Выбрать главу

— Не поверишь, Кир, — улыбка стала еще шире и еще безумней. — Алого.

Ректор рассмеялся. Чуть наигранным, слишком напряженным смехом — так ей показалось. Скай тоже засмеялся — громко и искренне.

— Скай, — Блэк сел рядом с ней на диван, и Стана неосознанно отодвинулась. — Сколько еще лет ты собираешься его оплакивать, а? Давно бы пора…

Он резко замолчал. Она осторожно подняла взгляд от чая, по поверхности которого расходились круги, и увидела лицо Ская: сжатые в ниточку губы и бешеные глаза. Волной нахлынула паника. Стана пискнула, отползая на самый конец дивана, чуть не свалилась, встала и медленно попятилась к стене. Скай проводил ее ленивым взглядом, но тут же отвернулся.
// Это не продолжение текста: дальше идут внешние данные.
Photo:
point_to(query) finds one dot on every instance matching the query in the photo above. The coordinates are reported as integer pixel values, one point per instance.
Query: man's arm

Он встал — Блэк вжался в спинку дивана. Стана видела на лице ректора отражение собственного страха, и от этого паника становилась еще сильнее, глубже, острее. Казалось, сейчас будет драка или убийство, но профессор лишь взял со стола один единственный огрызок бумаги и положил его на диван рядом с Блэком. Молча. И сел обратно.

Блэк осторожно взял его в руки и — Стана вздрогнула от неожиданности — завопил. Яростно, бешено, лицо исказилось какой-то нечеловеческой злобой. Он попытался смять рисунок, но рука Ская вцепилась в чужое запястье мгновением раньше, и пальцы бессильно разжались, а лист спланировал в подставленную ладонь.

— Выйди, Стана, — бросил ей профессор, и она послушно кинулась к выходу, захлопывая за собой дверь и вжимаясь в нее спиной. Ее трясло, подгибались колени, но она все равно слышала приглушенный деревом голос. — А теперь Кир ты можешь рассказать мне, что это нарисовано давно, а я просто ошибся. Ты можешь мне рассказать, что этот лист попросил передать мне ты. Ты многое можешь мне рассказать, Блэк, но, клянусь Богом, если ты соврешь — я тебя убью…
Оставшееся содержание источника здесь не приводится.